Abstract

Dynamic reconstruction of deformable tissues in endoscopic video is a key technology for robot-assisted surgery. Recent reconstruction methods based on neural radiance fields (NeRFs) have achieved remarkable results in the reconstruction of surgical scenes. However, based on implicit representation, NeRFs struggle to capture the intricate details of objects in the scene and cannot achieve real-time rendering. In addition, restricted single view perception and occluded instruments also propose special challenges in surgical scene reconstruction. To address these issues, we develop SurgicalGaussian, a deformable 3D Gaussian Splatting method to model dynamic surgical scenes. Our approach models the spatio-temporal features of soft tissues at each time stamp via a forward-mapping deformation MLP and regularization to constrain local 3D Gaussians to comply with consistent movement. With the depth initialization strategy and tool mask-guided training, our method can remove surgical instruments and reconstruct high-fidelity surgical scenes. Through experiments on various surgical videos, our network outperforms existing method on many aspects, including rendering quality, rendering speed and GPU usage. The project page can be found at https://surgicalgaussian.github.io.

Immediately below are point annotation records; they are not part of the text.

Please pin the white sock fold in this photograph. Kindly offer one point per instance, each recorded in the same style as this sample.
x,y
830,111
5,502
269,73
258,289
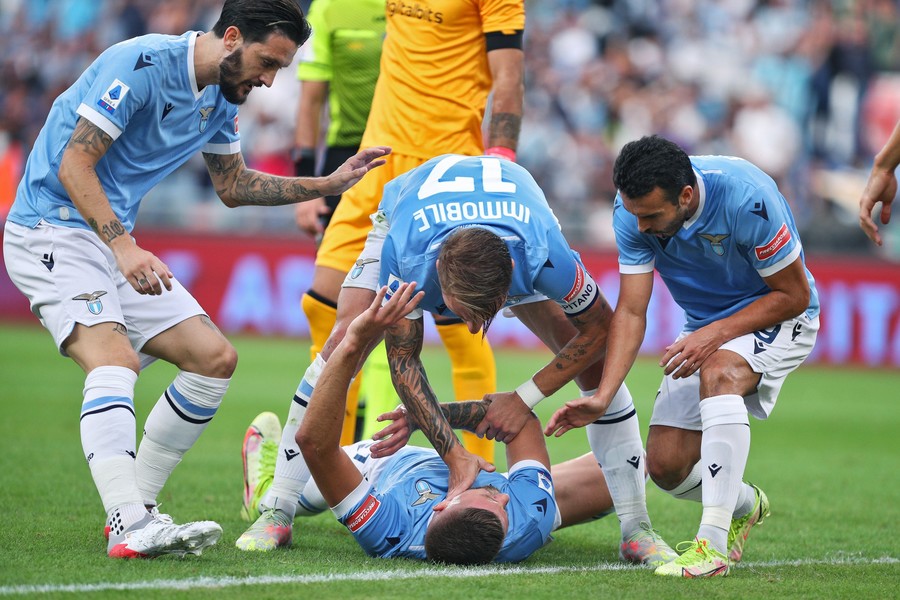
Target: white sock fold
x,y
615,440
179,417
692,486
108,434
724,448
291,472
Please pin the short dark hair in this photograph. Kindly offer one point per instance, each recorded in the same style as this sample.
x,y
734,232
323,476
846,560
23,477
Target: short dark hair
x,y
652,162
257,19
476,270
470,536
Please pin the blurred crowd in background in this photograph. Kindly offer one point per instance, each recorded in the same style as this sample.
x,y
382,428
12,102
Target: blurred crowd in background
x,y
808,90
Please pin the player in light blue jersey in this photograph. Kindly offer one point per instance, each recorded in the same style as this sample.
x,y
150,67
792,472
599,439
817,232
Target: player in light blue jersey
x,y
478,235
398,506
142,109
723,240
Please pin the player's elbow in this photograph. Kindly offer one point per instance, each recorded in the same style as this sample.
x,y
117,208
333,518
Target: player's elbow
x,y
227,198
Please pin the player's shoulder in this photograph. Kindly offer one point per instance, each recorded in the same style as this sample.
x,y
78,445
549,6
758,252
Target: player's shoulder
x,y
145,56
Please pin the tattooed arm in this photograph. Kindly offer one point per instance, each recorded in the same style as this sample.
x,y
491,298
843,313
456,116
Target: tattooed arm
x,y
403,341
579,341
236,185
77,173
508,91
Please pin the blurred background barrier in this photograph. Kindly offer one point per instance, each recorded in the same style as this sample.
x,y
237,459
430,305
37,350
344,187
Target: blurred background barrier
x,y
253,284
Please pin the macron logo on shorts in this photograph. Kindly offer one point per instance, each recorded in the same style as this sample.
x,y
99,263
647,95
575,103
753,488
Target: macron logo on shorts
x,y
362,515
770,248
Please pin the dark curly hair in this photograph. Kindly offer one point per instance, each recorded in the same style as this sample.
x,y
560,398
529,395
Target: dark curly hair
x,y
257,19
652,162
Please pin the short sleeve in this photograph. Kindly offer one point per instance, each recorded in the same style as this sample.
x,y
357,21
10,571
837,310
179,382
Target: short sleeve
x,y
120,87
505,16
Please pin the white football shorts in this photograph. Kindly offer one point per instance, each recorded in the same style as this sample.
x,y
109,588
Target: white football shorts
x,y
773,353
70,276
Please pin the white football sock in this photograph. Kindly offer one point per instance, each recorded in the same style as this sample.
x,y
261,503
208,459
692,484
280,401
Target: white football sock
x,y
173,426
723,455
692,486
615,440
108,434
291,472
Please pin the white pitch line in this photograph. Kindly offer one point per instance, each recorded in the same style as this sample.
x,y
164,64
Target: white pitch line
x,y
432,572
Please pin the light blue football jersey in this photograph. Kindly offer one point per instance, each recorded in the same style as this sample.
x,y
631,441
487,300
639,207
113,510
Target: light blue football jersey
x,y
714,266
425,205
143,93
391,520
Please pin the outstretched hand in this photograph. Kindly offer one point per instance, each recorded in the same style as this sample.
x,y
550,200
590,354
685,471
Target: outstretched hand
x,y
353,170
394,436
380,315
880,187
464,468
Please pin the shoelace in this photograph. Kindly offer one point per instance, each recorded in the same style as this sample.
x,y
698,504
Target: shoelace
x,y
267,458
696,545
161,517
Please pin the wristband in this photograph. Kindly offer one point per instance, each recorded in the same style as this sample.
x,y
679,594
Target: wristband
x,y
530,393
502,152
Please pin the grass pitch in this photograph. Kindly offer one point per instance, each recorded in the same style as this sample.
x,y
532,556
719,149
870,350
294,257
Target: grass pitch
x,y
827,459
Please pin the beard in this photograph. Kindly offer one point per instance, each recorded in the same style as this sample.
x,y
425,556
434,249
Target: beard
x,y
230,82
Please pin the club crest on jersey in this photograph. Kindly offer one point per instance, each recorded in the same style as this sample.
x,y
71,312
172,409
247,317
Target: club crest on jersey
x,y
360,265
715,240
425,494
204,117
393,284
113,96
544,482
93,301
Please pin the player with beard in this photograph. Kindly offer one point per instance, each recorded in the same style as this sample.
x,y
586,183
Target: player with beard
x,y
140,111
723,239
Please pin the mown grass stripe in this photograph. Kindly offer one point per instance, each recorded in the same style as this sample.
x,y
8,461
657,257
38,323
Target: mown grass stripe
x,y
443,572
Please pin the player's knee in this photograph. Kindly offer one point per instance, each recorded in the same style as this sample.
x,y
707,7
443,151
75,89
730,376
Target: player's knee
x,y
306,441
663,470
221,361
722,377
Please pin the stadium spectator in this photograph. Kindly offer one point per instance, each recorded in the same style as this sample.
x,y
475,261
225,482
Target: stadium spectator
x,y
139,111
723,239
479,234
881,187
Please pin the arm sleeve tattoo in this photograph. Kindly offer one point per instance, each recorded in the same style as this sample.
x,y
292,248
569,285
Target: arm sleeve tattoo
x,y
404,345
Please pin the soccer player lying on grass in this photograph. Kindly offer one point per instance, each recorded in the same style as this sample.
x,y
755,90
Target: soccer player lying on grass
x,y
499,519
478,235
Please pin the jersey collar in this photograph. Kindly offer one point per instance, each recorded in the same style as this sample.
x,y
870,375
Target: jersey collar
x,y
192,73
701,190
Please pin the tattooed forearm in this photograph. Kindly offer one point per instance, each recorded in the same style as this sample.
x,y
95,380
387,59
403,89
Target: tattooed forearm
x,y
90,137
504,130
262,189
239,186
465,415
108,231
404,344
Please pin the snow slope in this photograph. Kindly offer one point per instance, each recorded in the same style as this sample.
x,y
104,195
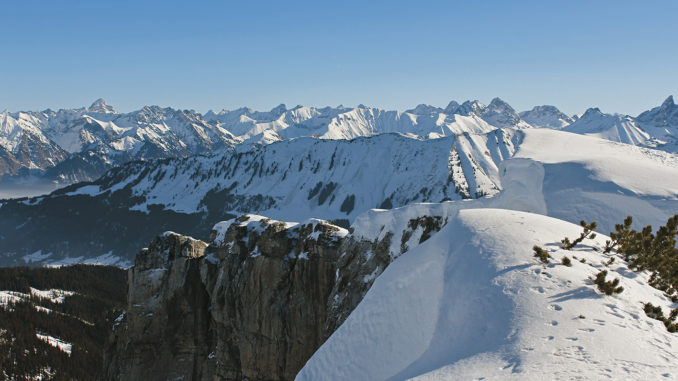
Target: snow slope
x,y
618,128
472,303
304,178
546,117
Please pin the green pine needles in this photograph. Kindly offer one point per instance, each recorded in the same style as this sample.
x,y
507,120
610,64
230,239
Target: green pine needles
x,y
541,254
587,233
607,287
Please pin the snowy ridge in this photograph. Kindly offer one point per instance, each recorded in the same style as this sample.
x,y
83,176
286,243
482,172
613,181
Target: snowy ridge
x,y
472,303
68,146
546,117
303,178
618,128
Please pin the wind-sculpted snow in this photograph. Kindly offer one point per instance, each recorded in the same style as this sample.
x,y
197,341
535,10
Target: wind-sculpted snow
x,y
472,303
618,128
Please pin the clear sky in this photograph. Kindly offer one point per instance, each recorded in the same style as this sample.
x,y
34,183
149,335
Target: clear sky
x,y
621,56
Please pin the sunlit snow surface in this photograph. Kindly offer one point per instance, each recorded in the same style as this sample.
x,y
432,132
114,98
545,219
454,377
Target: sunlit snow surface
x,y
57,343
472,302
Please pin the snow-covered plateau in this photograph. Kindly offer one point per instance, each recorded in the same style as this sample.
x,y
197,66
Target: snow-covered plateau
x,y
473,303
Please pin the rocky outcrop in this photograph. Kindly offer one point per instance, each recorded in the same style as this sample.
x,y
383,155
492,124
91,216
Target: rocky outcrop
x,y
255,303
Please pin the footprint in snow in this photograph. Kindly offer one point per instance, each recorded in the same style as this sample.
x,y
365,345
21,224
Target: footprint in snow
x,y
539,289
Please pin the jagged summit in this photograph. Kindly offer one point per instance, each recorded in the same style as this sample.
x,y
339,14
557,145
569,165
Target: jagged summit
x,y
546,116
101,106
102,138
501,114
668,102
451,107
469,107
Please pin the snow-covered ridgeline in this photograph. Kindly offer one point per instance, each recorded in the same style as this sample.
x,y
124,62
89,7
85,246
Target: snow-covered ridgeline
x,y
472,303
331,179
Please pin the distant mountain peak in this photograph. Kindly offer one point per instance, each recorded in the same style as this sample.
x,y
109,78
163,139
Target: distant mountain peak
x,y
101,106
451,107
546,116
279,109
469,107
668,102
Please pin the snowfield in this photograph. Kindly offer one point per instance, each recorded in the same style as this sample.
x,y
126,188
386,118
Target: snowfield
x,y
473,303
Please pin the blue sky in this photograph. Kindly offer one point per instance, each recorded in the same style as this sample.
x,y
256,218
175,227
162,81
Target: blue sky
x,y
621,56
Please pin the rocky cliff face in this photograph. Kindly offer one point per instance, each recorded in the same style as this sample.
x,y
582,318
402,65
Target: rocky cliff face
x,y
255,303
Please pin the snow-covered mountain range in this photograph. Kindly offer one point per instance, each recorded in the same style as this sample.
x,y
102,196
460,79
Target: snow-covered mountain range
x,y
566,175
68,146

Links to Paper and Supplementary Materials

Main Paper (Open Access Version): https://papers.miccai.org/miccai-2024/paper/3077_paper.pdf

SharedIt Link: https://rdcu.be/dV5yy

SpringerLink (DOI): https://doi.org/10.1007/978-3-031-72089-5_58

Supplementary Material: https://papers.miccai.org/miccai-2024/supp/3077_supp.pdf

Link to the Code Repository

https://surgicalgaussian.github.io/

Link to the Dataset(s)

https://github.com/SurgicalGaussian/SurgicalGaussian

BibTex

@InProceedings{Xie_SurgicalGaussian_MICCAI2024,
        author = { Xie, Weixing and Yao, Junfeng and Cao, Xianpeng and Lin, Qiqin and Tang, Zerui and Dong, Xiao and Guo, Xiaohu},
        title = { { SurgicalGaussian: Deformable 3D Gaussians for High-Fidelity Surgical Scene Reconstruction } },
        booktitle = {proceedings of Medical Image Computing and Computer Assisted Intervention -- MICCAI 2024},
        year = {2024},
        publisher = {Springer Nature Switzerland},
        volume = {LNCS 15006},
        month = {October},
        page = {617 -- 627}
}


Reviews

Review #1

  • Please describe the contribution of the paper

    The paper uses 3D GS as the map representation of surgical scene and uses a forward-mapping deformation MLP to model the deformation field of 3D Gaussians that the offset of Gaussian position, scaling and rotation properties can be obtained. Meanwhile, an regularization term (nearby Gaussians have similar position and covariance) is used to constrain local 3D Gaussians to comply with consistent movement.

  • Please list the main strengths of the paper; you should write about a novel formulation, an original way to use data, demonstration of clinical feasibility, a novel application, a particularly strong evaluation, or anything else that is a strong aspect of this work. Please provide details, for instance, if a method is novel, explain what aspect is novel and why this is interesting.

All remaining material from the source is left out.